These amazing cheesecake squares originally appeared in Bon Appetit magazine a long time ago. This dessert is made up of three layers: crust, pumpkin filling and a sweet sour cream topping. It’s a great addition to a fall dessert table. You can cut them into 16 small squares. They’re a yummy, grab-and-go treat. If you’re a lover of pumpkin cheesecake, that filling in the middle is completely amazing.

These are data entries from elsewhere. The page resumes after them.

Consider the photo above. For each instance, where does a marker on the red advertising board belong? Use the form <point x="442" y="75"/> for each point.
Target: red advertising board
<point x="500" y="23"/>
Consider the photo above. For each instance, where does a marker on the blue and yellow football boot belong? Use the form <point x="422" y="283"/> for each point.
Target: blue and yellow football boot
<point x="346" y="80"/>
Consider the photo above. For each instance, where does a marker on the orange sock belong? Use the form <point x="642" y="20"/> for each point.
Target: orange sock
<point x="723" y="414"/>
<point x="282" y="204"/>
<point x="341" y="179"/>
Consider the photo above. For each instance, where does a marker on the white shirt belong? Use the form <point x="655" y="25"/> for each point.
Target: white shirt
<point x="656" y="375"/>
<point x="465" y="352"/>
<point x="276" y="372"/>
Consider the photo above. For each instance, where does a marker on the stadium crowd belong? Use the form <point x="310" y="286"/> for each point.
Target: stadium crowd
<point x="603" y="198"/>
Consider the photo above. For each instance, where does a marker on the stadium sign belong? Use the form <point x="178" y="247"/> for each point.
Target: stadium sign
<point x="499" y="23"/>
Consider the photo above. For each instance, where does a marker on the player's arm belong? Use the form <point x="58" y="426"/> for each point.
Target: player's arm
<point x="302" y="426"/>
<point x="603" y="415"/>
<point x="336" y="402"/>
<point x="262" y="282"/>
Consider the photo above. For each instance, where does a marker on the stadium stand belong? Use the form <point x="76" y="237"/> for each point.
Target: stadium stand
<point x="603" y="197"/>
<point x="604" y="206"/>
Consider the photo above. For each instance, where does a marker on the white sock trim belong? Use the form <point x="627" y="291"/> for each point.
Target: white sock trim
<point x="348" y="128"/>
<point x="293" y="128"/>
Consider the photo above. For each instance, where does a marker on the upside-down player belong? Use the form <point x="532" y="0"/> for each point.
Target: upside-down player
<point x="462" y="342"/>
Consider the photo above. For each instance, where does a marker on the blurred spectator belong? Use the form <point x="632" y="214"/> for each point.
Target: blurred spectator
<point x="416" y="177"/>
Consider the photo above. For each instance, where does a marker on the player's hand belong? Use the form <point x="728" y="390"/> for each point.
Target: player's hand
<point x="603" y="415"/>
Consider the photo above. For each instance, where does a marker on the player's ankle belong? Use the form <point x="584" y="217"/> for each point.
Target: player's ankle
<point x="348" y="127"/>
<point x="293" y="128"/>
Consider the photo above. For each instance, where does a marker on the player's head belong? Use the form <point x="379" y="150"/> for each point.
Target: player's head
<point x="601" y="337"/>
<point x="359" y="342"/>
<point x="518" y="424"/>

How to make Pumpkin Cheesecake Crumble Squares: The crust:
It’s a buttery, pecan-oat crust. You’ll mix the ingredients and then take out a bit of the crust crumbs to set aside. The rest are pressed into the bottom of a square pan. The crumbs you set aside will be baked too– on a separate baking sheet. Those will act as the crumbly topping for these pumpkin cheesecake crumble squares.
The pumpkin filling:
It’s basically pumpkin cheesecake in the middle. You’ll combine the ingredients, spread them over the baked crust, and then you’ll bake it again.
Every good, classic cheesecake has a sweetened sour cream topping, and that’s what this is. It’s a simple mix of sour cream, sugar and vanilla. It’s mixed and spread on top of the pumpkin cheesecake layer. Then it’s baked for just 5 minutes.

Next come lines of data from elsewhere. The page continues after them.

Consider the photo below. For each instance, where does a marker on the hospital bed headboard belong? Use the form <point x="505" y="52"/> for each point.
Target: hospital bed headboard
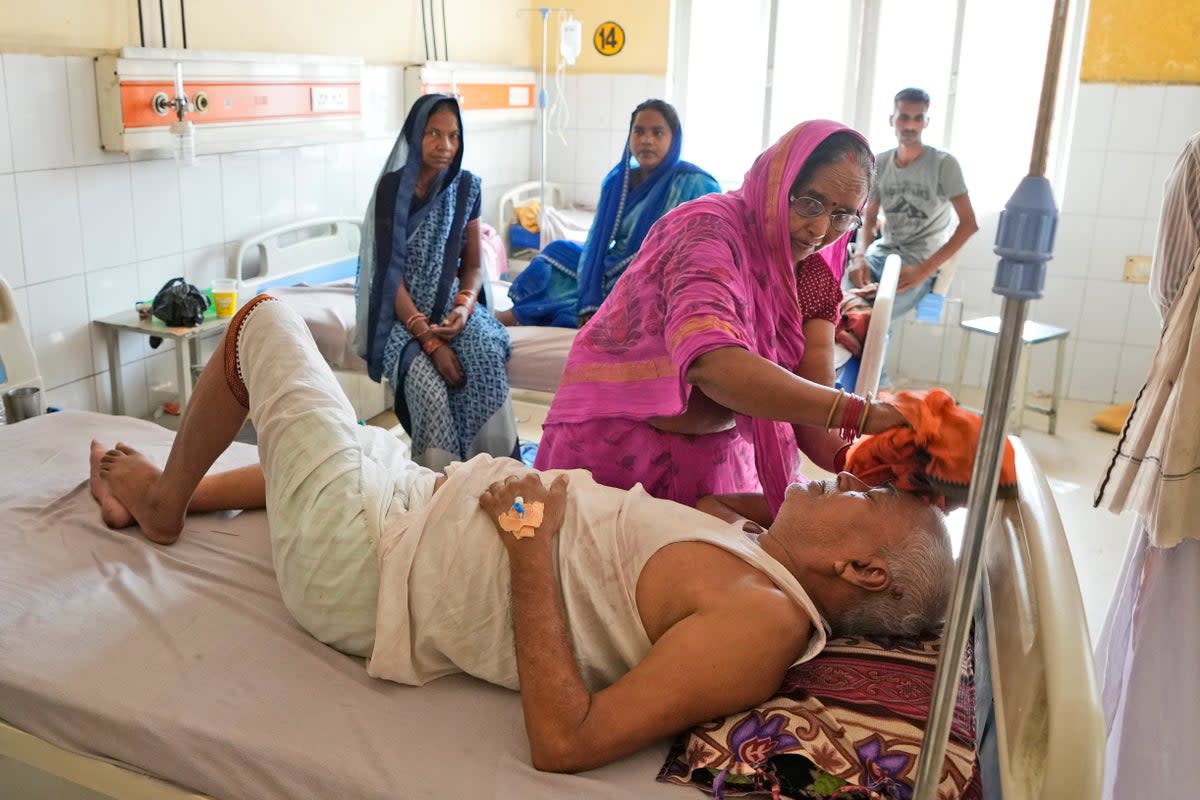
<point x="313" y="251"/>
<point x="1049" y="725"/>
<point x="875" y="348"/>
<point x="18" y="362"/>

Finally, those crust crumbs that you cooked in the beginning are sprinkled on top and pressed in gently. At this point, the pan should be refrigerated for a least a couple of hours– just until everything is set.
Then you can cut it into squares. The photo shows nine squares, but that a very generous serving! It’s better to cut them into 16 squares. The dessert is rich, so a smaller square serving is just perfect.
You can prepare this dessert up to two days ahead of serving. Just keep plastic wrap over them in the refrigerator, and they’ll be just fine. I’d cut them right before you want to serve them. Enjoy!
Here are a few more pumpkin desserts you might like to try: Chocolate Pumpkin Brownies Pumpkin Pie Ice Cream No Bake Pumpkin Shortbread Bars Pumpkin Blondies Pumpkin Chocolate Chip Squares Golden Cinnamon Pumpkin Bars Pumpkin Snickerdoodles Patterned Pumpkin Roll
Pumpkin Cheesecake Crumble Squares
Popular layered bar recipe!
CRUST: 1 cup all purpose flour 3/4 cup packed light brown sugar 1/2 teaspoon salt 1/2 cup (1 stick) chilled unsalted butter, (diced) 1 cup (4 ounces) pecan halves 3/4 cup old fashioned rolled oats. FILLING: One 8-ounce package cream cheese, (at room temperature) 3/4 cup canned unsweetened pumpkin puree 1/2 cup granulated white sugar 1 large egg 1 1/2 teaspoons ground cinnamon 1 teaspoon ground ginger TOPPING: 1 cup sour cream 2 tablespoons granulated white sugar 1/4 teaspoon vanilla extract PREPARE THE CRUST:
Preheat the oven to 350° F. Generously butter a 9x9x2-inch metal baking pan. Line a rimmed baking sheet with parchment. Using on/off turns, blend the first crust 4 ingredients in your food processor until a coarse meal forms. Add the pecans; using on/off turns, and process until the nuts are chopped. Add the oats; process using on/off turns until the mixture is moistened but not clumping. Press 3 1/2 cups crumbs onto the bottom of the prepared square pan (do not clean the processor). Transfer the remaining crumbs to the lined baking sheet. Bake the crumbs on the baking sheet until golden, stirring once, about 8 minutes. Cool the crumbs. Bake the crust until golden, about 30 minutes. Remove the crust from the oven while preparing the filling. Maintain the oven temperature.
PREPARE THE FILLING:
Blend all of the ingredients in the same processor until smooth. Spread the filling over the warm crust; bake until set, dry in the center, and beginning to rise at the edges, about 20 minutes. Continue to maintain the oven temperature.
PREPARE THE TOPPING:
Mix all of the ingredients in a small bowl. Spread evenly over the hot filling. Bake until the topping sets and bubbles at the edges, about 5 minutes. Cool completely in the pan on a rack. Sprinkle the baked crumbs over the topping; gently press into the topping.
Lightly cover with plastic wrap; chill until cold, about 2 hours before slicing.
*These may be prepared up to 2 days ahead. Keep chilled. Cut into squares. The photos show them cut into 9 squares. You’ll be happier cutting them into 16 squares as they are rich and perfect when served as a smaller bar.